- How government school teachers are helping Delhi fight the coronavirus
How government school teachers are helping Delhi fight the coronavirus
NEW DELHI: Jagat Singh, a teacher in Narela government school, said will be spending the night at the Delhi Development Authority’s flat-cum-quarantine centre.
Singh is a small but essential part of Delhi’s fight against COVID-19.
There is one quarantined person in each room of the flat he is in and Singh serves as the control centre. “It’s basically like a call centre. I have to sit here and receive calls to do the needful. Some need water, some need the rooms cleaned, I communicate that with the service people,” Singh said.
Singh is one of the 176 government school teachers who are in charge of the quarantine facilities for asymptomatic contacts of COVID-19 patients.
The north district magistrate on March 30 had ordered district education authorities to identify quarantine facilities where government staff, including school teachers, were responsible for “discharging the duty of containment measures”.
As per the north district magistrate’s order on March 31, Alipur and Narela were allotted 60 government school teachers each while Model Town got 56 to work in these facilities.
Hundreds of others are involved in managing the distribution of free meals at schools for migrant workers, daily-wagers and the homeless stranded by the lockdown.
“We are in charge of distributing the resources as decided by the higher officials. We make a list and then send it to the service men to do accordingly,” said another teacher who is assigned a quarantine centre in Alipur. “We also have to keep a record of what complaint came from which room,” he added.
While teachers were assigned quarantine duty at the centres, several schools were themselves converted into what the government calls “food centres or hunger relief centres”.

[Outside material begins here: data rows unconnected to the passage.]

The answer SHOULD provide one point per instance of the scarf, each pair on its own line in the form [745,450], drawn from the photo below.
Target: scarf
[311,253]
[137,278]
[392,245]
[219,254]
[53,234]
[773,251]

These were set up by the Directorate of Education as per an order on March 28, a day after Delhi’s chief minister Arvind Kejriwal announced this would be done “for distribution of cooked food for homeless/poor/distressed/deprived persons”. The meals are distributed twice, once in the afternoon and once late evening.
“Initially, we had two schools designated as hunger relief centres in every ward. So, we had 48 such centres in the 24 wards of North Delhi. Now, we have increased the number to 70 schools,” said Krishan Kumar, sub-district magistrate, Alipur.
A principal said that public education staff have been deployed for making passes as well.
Numbers can vary
The ‘Delhi model’, as Kumar calls it, uses the existing mid-day meal facilities and manpower for the distribution of food where the heads of schools are the nodal officers.
“At first, we only had Delhi government schools but we have also included schools that come under the municipal department. Each school serves around 500 people,” said Kumar.
However, school authorities said that although each school is supposed to serve 500 people, numbers can vary according to the area.
“Here we have three schools within 500 metres. In areas where the schools are a bit farther apart, like in Patparganj, around 1,500 people come to collect the meals since there is a slum cluster there,” said the principal of a school in East Delhi, asking not to be named.
Shortage of protective equipment
However, the shortage of masks has had an effect on the food distribution also. The authorities said that due to the lack of masks and other protective gear they have had to distribute food without checking identity cards.
“The plan was to give cooked meals to people who don’t have ration cards or those who live on the streets, etc. but it is very difficult to segregate and identify this. We can’t check ID and all since that is risky,” said the principal.
“I’ve managed my own masks, some were distributed to my estate manager and sanitation staff. But nothing came from the government as of yet,” he said.
School authorities have also said that the education department is planning to convert schools into shelters in case the need arises. "They have taken count of the number of classes and other facilities," the principal said.
But school authorities are hoping that it will not come to that since, according to them, schools won't make good shelters as the patients would be forced to share the washroom.